A 1967 Psychology Today article first proposed the idea of six degrees of separation. In his experiment, Stanley Milgrim asked volunteers from Nebraska and Kansas to pass a package to two people in Massachusetts by passing the package to a social acquaintance that they believed were “closer” to the target. The participants received the name and a vague clue as to where the target person lived. Milgrim found that the packages arrived by passing through the hands of just five other people. Thus the term six degrees of separation—we are separated from anyone in the United States by just six people.
A study published in Science also demonstrated this connectedness. The study enlisted 61,000 participants in 166 countries for the experiment. The participants were to pass a message to one of 18 people. They were to use the Internet by contacting a social acquaintance of theirs that they thought might be “closer” to the target person. On average, it took about five to seven intermediate steps to reach the target. This phenomenon was dubbed the small world effect.
A study by Microsoft analyzed 30 billion instant messages sent by 240 million people in June of 2006. The study found that 6.6 steps linked these people, and a study done of Facebook found people there linked by only three degrees of separation.
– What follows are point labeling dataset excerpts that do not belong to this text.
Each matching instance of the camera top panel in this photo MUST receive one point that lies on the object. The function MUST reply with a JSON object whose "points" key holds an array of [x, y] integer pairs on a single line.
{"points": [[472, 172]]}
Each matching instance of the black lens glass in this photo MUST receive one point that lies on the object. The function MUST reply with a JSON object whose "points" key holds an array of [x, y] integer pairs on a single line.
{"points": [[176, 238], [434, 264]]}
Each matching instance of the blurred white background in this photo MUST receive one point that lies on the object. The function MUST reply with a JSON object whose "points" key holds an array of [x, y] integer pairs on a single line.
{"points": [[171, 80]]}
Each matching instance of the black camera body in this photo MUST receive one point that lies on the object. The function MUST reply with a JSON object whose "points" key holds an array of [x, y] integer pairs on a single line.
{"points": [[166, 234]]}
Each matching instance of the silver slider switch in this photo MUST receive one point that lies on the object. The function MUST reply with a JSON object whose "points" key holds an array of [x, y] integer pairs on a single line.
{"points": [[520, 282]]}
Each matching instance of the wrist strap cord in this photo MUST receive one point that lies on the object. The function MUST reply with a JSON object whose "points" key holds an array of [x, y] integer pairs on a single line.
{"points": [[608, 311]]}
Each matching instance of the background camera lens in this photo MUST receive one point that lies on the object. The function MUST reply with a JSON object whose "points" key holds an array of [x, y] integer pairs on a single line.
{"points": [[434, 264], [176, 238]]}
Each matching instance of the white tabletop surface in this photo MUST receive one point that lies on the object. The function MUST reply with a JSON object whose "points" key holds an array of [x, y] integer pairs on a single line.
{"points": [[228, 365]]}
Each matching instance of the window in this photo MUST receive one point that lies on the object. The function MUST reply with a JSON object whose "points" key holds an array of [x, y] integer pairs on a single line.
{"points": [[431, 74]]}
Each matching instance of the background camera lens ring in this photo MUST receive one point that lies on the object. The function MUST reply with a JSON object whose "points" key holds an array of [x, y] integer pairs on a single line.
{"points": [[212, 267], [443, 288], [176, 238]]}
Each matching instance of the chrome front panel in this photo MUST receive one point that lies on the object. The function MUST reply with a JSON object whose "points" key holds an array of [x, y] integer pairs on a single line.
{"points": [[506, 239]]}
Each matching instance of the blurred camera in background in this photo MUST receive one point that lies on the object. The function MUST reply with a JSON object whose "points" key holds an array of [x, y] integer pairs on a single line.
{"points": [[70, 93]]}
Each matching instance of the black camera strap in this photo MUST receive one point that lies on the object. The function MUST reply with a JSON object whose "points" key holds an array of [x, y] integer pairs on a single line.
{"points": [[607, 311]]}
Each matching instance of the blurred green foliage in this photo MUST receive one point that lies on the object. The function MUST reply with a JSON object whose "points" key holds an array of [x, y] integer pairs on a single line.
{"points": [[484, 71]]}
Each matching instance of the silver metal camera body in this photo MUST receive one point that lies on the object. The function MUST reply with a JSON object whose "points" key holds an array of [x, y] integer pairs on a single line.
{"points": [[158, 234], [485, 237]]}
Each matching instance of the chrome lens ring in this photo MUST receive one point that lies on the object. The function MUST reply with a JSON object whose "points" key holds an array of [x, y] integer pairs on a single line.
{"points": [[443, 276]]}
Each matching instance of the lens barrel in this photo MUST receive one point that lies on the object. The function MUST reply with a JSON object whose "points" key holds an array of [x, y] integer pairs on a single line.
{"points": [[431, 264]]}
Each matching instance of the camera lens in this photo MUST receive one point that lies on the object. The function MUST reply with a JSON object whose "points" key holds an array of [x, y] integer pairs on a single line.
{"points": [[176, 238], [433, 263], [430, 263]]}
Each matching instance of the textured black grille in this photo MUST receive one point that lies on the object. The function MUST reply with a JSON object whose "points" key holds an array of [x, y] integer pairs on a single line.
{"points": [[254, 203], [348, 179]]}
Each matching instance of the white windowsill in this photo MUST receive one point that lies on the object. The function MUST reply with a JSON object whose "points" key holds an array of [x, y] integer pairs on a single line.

God has given us the staggering task of taking the gospel to the whole world (Matthew 28:19-20, Mark 16:15). With a world population over seven billion it may seem overwhelming. The task challenges our faith.
God is wiser than we are. He knows that it is a smaller world than we might first think. Maybe if we with faith reach out to the people we know, and they in turn reach out to the people they know… Maybe everyone could hear the gospel if we live by faith. It’s an interconnected world.